Aussitôt, il tourna la tête vers la route et ses yeux s’écarquillèrent ; ses épaules commencèrent à trembler de manière incontrôlable.

L’homme ne prit même pas le temps d’arrêter son cheval : il sauta à terre d’un bond.
La monture, surprise, baissa la tête et manqua de se cogner contre le mur extérieur de la cour avant de se calmer, agitant la queue et frappant le sol de ses sabots avec mécontentement.

Xiao YuAn jeta ses béquilles et se précipita, trébuchant, vers l’homme. Mais avant qu’il n’ait pu faire deux pas, celui-ci le serra contre lui — si fort qu’il sembla vouloir le fondre dans son sang et ses os, pour qu’ils ne soient plus jamais séparés, ni dans cette vie, ni dans la suivante.

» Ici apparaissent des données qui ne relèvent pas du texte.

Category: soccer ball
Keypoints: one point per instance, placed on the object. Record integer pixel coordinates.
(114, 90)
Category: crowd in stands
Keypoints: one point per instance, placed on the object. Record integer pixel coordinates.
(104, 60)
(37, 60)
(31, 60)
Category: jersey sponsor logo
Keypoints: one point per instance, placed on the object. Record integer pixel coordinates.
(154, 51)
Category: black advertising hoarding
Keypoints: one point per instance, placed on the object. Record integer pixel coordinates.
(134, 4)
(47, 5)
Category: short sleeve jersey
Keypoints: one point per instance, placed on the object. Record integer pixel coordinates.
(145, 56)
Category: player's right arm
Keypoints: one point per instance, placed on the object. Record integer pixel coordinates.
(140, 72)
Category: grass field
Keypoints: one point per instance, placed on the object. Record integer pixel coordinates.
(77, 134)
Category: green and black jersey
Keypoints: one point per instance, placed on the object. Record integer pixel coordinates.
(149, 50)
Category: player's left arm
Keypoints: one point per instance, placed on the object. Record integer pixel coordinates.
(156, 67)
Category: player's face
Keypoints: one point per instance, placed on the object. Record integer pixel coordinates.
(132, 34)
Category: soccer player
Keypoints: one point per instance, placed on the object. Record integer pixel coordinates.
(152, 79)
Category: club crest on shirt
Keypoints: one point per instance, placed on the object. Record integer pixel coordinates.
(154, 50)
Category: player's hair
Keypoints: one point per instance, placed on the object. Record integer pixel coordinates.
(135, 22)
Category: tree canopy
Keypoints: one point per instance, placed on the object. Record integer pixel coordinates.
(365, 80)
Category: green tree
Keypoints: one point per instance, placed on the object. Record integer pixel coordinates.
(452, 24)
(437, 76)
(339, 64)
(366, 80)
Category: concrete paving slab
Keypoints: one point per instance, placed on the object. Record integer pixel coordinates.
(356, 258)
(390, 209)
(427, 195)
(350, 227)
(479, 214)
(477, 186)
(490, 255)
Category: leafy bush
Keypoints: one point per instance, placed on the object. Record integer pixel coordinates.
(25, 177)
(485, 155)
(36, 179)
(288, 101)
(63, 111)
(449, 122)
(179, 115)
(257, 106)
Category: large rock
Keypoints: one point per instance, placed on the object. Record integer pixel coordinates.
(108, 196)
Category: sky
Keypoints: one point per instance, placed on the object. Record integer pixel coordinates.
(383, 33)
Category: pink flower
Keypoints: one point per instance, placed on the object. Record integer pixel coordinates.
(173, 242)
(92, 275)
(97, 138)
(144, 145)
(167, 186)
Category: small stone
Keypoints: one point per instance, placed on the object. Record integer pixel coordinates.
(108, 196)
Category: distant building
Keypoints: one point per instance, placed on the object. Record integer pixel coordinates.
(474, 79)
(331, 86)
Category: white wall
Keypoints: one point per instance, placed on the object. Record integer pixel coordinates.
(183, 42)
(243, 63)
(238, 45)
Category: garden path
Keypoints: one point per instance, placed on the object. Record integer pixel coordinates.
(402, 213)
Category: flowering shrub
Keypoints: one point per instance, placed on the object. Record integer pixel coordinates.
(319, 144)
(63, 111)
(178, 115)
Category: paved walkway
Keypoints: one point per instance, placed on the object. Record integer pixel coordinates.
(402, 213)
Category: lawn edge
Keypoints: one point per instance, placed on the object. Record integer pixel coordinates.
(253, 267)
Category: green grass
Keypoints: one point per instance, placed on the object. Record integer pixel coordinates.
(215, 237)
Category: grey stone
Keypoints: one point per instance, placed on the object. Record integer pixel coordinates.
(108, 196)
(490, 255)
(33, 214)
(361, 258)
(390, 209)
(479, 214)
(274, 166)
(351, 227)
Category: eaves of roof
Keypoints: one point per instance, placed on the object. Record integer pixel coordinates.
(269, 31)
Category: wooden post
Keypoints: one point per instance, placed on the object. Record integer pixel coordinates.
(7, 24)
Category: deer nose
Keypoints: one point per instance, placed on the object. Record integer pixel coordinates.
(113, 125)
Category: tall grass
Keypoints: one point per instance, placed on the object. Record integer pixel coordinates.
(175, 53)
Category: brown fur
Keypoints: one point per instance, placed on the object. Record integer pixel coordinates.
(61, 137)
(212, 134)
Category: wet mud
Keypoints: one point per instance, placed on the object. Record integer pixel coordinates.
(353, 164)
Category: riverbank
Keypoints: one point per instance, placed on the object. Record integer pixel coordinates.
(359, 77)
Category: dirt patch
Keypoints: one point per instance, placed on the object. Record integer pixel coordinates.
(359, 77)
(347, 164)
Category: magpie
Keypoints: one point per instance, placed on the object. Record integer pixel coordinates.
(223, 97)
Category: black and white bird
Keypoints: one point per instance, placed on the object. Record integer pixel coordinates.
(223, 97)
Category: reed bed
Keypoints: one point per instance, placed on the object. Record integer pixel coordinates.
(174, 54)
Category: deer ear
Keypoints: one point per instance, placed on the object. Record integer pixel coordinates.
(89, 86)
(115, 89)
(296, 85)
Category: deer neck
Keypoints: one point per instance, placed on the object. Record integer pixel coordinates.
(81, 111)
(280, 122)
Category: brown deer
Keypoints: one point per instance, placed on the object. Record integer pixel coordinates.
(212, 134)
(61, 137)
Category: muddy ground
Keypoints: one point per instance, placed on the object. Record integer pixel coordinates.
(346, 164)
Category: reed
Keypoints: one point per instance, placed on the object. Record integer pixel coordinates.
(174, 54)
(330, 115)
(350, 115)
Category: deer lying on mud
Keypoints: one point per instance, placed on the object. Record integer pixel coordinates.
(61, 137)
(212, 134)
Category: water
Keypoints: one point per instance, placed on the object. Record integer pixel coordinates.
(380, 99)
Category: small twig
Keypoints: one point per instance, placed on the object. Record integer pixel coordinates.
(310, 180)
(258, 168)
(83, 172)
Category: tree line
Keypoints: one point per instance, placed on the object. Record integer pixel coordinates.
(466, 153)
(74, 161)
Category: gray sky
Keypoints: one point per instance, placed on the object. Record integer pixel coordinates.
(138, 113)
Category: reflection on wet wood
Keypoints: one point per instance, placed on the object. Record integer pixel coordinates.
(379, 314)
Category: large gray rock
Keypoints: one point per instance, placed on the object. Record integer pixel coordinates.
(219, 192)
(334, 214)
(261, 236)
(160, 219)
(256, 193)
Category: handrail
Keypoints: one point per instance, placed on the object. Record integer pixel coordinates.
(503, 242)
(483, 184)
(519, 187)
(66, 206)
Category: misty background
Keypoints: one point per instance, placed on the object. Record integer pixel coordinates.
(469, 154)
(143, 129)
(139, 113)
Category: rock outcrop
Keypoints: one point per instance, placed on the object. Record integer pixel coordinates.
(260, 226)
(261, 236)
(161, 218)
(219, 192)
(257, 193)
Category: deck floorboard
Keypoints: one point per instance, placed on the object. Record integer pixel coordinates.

Xiao YuAn le serra en retour, les coins de ses lèvres se relevant dans un sourire éclatant, tandis que des larmes jaillissaient de ses yeux. « Yan-ge ! Tu m’as tellement manqué. Ces derniers mois, j’ai sans cesse réfléchi à la façon de te retrouver. Yan-ge, tu sais que je suis malade, je ne peux pas dormir seul la nuit. Après tant d’années, mon état n’a fait qu’empirer. Je ne peux plus dormir sans toi. Si je ne dors pas, je suis de mauvaise humeur, et si je suis de mauvaise humeur, je ne peux pas manger. Si tu n’es pas là, peut-être qu’un jour, je mourrai subitement à cause de cette maladie. Yan-ge, m’as-tu entendu ? »

Les bras de Yan HeQing, serrant Xiao YuAn, tremblaient légèrement.
Il hocha lentement la tête, la voix étranglée par les sanglots : « Oui, je t’ai entendu. »

Xiao YuAn poursuivit : « Yan-ge, je suis désolé de t’avoir fait attendre. Tu as patienté si longtemps, et tu as même dû me chercher partout. Je te dois tant d’amour… Dans ce cas, laisse-moi te dédommager, d’accord ? Je te le rendrai toute ma vie. Ah, attends — je te dédommagerai aussi dans ma prochaine vie, d’accord ? »

« Al… d’accord… »

« Yan-ge, je t’aime. »

Xiao YuAn voulut pointer vers le ciel et la terre pour répéter cette phrase trois fois, mais dès la première, Yan HeQing scella sa bouche de la sienne.
La chaleur jaillit dans sa poitrine, et ses mots restèrent suspendus, se mêlant aux leurs entre lèvres et langue.

« La brise d’automne est lugubre et la lune d’automne est brillante »
(NT : vers du poète Li Bai, évoquant la mélancolie et la beauté de la réunion après la séparation).

Il y a tant de tendresse dans ce monde, et désormais, elle reposait toute entière dans les bras de Xiao YuAn.

« Comme nous étions tristes quand nous étions séparés, et comme nous serons heureux quand nous nous reverrons.
Je veux être comme les hirondelles sous la poutre, pour que nous puissions nous voir chaque jour. »
(NT : vers du poète Feng Yansi, exprimant l’amour durable et la douceur du retour des amants séparés).